Le gouvernement burundais doit :

•nommer les membres de la commission d’enquête au vu de leurs qualités reconnues d’impartialité, de compétence et d’intégrité ;
•publier un décret exposant clairement le champ d’action, la composition et la méthodologie de la commission et veiller à ce que son rapport final soit rendu public ;
•donner mandat à la commission de recueillir des témoignages de victimes présumées de torture ou d’autres mauvais traitements et de protéger ces personnes du harcèlement et de l’intimidation ;
•autoriser la commission à convoquer des fonctionnaires, y compris au sein de la police et du service de renseignement, pour recueillir leur témoignage ;
•fournir à la commission des ressources suffisantes pour pouvoir s’acquitter de son mandat ;
•veiller à ce que la commission présente des rapports intermédiaires pour faciliter l’ouverture rapide de procédures pénales ou disciplinaires, notamment contre des agents de la police et du service de renseignement.
La commission d’enquête annoncée doit tendre la main aux Burundais en faisant une déclaration publique précisant le calendrier des affaires examinées et confirmant que les conclusions seront rendues publiques.

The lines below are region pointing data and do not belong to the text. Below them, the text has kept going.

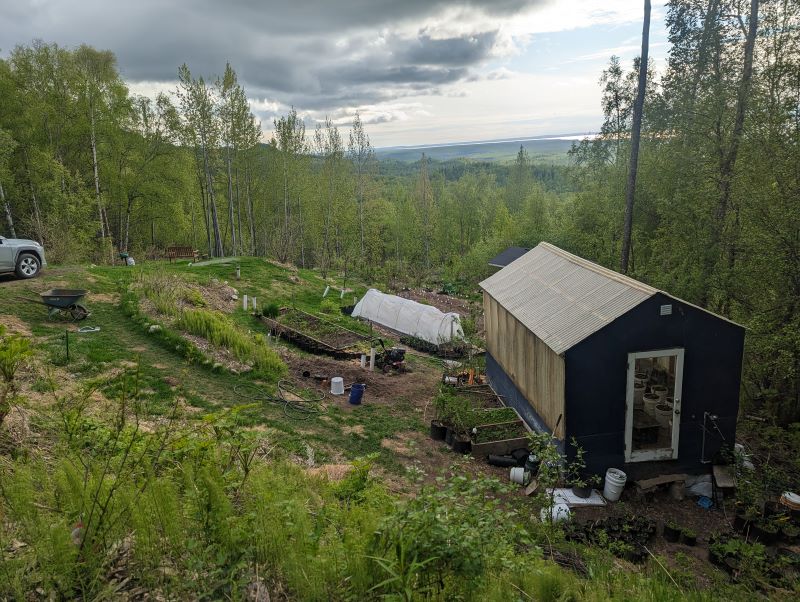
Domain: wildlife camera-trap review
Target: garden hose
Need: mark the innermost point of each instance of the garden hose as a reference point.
(297, 410)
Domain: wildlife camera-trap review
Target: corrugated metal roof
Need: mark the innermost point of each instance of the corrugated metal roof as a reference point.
(563, 298)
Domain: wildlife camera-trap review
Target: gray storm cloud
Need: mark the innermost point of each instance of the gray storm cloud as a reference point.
(316, 54)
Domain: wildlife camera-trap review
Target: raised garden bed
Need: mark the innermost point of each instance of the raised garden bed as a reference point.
(314, 334)
(499, 438)
(456, 349)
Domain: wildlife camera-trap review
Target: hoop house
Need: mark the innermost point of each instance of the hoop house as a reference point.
(409, 317)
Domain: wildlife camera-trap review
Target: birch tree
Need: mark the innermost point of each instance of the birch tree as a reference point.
(362, 157)
(636, 127)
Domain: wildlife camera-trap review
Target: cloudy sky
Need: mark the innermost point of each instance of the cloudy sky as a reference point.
(418, 71)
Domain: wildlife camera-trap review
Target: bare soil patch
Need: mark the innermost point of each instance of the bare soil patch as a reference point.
(103, 297)
(446, 303)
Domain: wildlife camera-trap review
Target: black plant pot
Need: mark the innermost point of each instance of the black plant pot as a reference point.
(461, 446)
(740, 523)
(634, 556)
(671, 534)
(764, 534)
(790, 534)
(772, 508)
(582, 491)
(688, 540)
(438, 431)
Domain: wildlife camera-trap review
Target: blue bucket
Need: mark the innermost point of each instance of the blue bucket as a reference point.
(356, 393)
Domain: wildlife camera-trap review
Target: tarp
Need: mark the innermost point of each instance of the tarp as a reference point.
(409, 317)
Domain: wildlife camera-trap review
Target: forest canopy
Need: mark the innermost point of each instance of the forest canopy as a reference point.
(91, 170)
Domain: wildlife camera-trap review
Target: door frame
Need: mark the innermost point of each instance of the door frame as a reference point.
(664, 453)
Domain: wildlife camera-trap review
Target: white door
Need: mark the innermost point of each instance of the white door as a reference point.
(653, 405)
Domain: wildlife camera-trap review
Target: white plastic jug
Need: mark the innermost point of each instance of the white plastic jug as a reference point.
(337, 385)
(615, 483)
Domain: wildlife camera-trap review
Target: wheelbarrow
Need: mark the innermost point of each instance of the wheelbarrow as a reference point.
(63, 301)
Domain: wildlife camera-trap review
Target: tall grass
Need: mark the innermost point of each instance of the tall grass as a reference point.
(221, 331)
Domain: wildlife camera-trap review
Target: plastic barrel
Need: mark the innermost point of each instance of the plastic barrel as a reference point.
(356, 393)
(615, 483)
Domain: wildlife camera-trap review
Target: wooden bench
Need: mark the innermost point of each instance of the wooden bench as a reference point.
(182, 253)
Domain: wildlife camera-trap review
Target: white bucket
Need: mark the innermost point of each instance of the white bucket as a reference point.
(661, 391)
(615, 483)
(519, 475)
(663, 414)
(638, 394)
(650, 401)
(557, 513)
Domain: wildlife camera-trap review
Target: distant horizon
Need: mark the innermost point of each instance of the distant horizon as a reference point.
(416, 72)
(559, 136)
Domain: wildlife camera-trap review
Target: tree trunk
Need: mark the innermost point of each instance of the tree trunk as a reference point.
(636, 128)
(93, 142)
(218, 250)
(239, 215)
(34, 202)
(230, 200)
(126, 238)
(286, 238)
(7, 209)
(205, 213)
(729, 161)
(250, 209)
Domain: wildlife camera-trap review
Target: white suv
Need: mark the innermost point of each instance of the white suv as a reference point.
(24, 257)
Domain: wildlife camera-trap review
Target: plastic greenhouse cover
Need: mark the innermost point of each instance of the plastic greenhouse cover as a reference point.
(409, 317)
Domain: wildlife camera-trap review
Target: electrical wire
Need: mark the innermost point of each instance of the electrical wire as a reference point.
(292, 408)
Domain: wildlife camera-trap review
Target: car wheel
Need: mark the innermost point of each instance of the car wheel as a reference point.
(27, 265)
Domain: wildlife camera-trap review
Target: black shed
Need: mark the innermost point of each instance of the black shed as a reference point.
(643, 381)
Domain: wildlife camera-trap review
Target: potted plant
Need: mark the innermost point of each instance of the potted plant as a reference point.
(462, 417)
(672, 531)
(765, 531)
(790, 533)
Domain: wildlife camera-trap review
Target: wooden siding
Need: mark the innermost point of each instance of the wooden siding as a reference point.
(536, 370)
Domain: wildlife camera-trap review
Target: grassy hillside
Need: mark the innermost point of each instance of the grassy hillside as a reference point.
(178, 453)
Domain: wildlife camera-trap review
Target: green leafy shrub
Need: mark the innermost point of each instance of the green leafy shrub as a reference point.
(450, 531)
(14, 350)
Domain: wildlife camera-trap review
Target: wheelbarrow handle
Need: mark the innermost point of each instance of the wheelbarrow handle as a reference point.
(29, 300)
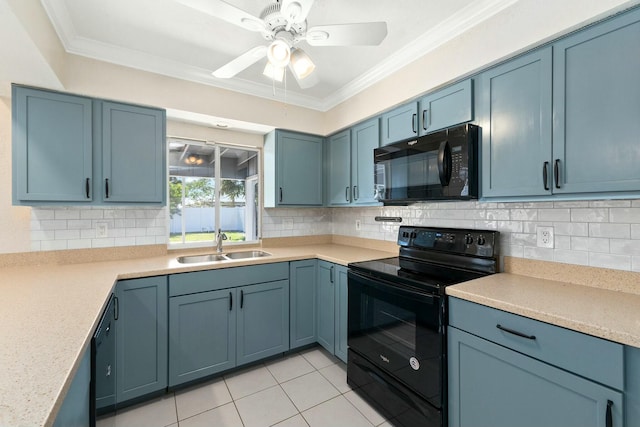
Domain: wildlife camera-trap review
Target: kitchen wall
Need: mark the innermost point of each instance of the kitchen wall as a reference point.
(594, 233)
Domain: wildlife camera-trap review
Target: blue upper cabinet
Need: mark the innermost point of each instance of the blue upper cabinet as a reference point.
(399, 124)
(516, 107)
(365, 137)
(293, 169)
(596, 106)
(133, 154)
(52, 147)
(446, 107)
(70, 150)
(338, 169)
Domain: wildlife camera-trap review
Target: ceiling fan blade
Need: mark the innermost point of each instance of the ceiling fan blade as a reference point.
(296, 10)
(223, 10)
(362, 34)
(309, 81)
(245, 60)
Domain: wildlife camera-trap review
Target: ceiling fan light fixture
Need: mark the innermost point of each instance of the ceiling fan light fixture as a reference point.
(273, 72)
(279, 53)
(301, 63)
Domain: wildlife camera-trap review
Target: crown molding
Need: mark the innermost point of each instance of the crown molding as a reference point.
(452, 27)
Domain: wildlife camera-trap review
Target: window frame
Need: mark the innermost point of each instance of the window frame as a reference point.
(218, 147)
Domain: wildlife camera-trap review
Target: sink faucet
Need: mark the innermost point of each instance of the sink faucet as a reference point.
(220, 236)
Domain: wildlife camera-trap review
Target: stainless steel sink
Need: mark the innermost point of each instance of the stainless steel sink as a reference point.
(191, 259)
(247, 254)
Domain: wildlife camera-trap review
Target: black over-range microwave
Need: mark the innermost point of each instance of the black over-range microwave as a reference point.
(440, 166)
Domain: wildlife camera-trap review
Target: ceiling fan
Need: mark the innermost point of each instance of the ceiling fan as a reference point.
(284, 24)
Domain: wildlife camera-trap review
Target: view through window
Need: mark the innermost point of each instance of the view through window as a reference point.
(211, 187)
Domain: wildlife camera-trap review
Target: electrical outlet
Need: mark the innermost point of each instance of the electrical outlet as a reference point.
(545, 237)
(101, 230)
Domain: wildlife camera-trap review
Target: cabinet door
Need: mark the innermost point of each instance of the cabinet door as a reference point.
(133, 153)
(300, 169)
(263, 320)
(341, 307)
(516, 136)
(596, 108)
(52, 146)
(447, 107)
(302, 297)
(325, 305)
(202, 328)
(141, 337)
(490, 385)
(399, 124)
(365, 138)
(339, 166)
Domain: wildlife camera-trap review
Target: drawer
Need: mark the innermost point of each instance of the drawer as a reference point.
(211, 280)
(585, 355)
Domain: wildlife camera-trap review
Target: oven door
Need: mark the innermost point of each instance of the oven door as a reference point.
(398, 329)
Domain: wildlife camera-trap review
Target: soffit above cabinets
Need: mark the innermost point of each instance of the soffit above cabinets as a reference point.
(165, 37)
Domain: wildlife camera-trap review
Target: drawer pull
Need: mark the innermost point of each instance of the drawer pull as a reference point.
(519, 334)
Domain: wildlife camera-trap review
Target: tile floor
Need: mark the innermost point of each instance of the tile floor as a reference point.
(306, 389)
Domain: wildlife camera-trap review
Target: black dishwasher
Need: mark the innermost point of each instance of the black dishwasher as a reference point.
(103, 355)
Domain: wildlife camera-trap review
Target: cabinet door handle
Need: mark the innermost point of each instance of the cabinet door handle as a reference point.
(545, 175)
(556, 172)
(514, 332)
(609, 415)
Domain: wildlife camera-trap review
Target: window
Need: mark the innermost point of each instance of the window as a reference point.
(212, 187)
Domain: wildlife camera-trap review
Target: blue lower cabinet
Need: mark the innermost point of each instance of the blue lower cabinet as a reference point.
(632, 386)
(340, 334)
(302, 302)
(141, 337)
(332, 308)
(263, 320)
(202, 328)
(74, 411)
(493, 386)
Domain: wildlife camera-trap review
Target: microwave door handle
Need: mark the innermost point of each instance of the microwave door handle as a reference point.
(444, 163)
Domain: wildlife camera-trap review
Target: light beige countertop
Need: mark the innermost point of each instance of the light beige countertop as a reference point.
(601, 312)
(48, 314)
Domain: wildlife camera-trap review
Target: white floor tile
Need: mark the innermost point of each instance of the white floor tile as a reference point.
(157, 413)
(289, 368)
(319, 357)
(265, 408)
(201, 398)
(337, 375)
(365, 409)
(249, 381)
(337, 411)
(309, 390)
(225, 415)
(296, 421)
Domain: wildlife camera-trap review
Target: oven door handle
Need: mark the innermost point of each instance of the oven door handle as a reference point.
(392, 288)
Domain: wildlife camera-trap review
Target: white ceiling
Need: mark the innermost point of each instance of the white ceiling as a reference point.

Une autre commission d’enquête consacrée aux exécutions extrajudiciaires a commencé son travail le 25 avril 2011 et devrait rendre ses conclusions le 25 mai 2011. Elle établira si les forces de sécurité, notamment l’armée et la police, se sont rendues responsables d’exécutions extrajudiciaires.

Cette commission doit enquêter sur toutes les allégations récentes d’exécutions extrajudiciaires, y compris celles qui ont eu lieu après sa création, le 26 octobre 2010. Les Nations unies ont recueilli des informations sur 11 cas de possibles exécutions extrajudiciaires entre août et novembre 2010 et neuf cas en février et mars 2011.

L’impunité pour les atteintes aux droits humains commises par le passé est un problème de longue date au Burundi. L’absence de justice pour les crimes de droit international qui ont été perpétrés contribue à un environnement dans lequel les forces de sécurité continuent de commettre des violations des droits humains.

L’Accord d’Arusha et d’autres accords qui l’ont suivi prévoient une Commission nationale pour la vérité et la réconciliation (CNVR) et un tribunal spécial, mais leur mise en place a été freinée à maintes reprises. Les négociations entre le gouvernement burundais et les Nations unies n’ont pas abouti à un consensus sur l’indépendance du procureur du tribunal spécial et sur la succession et la relation entre la CNVR et le tribunal spécial. Le délai de présentation au président du rapport issu des consultations nationales relatives à la justice de transition a également constitué un obstacle. Dans son discours du 1er mai, le président Nkurunziza a réaffirmé sa volonté de faire avancer la création de mécanismes judiciaires de transition. Il a promis que « tout serait révélé », soulignant l’importance de dire la vérité, mais n’a pas évoqué l’obligation qui incombe au Burundi de juger les crimes de droit international.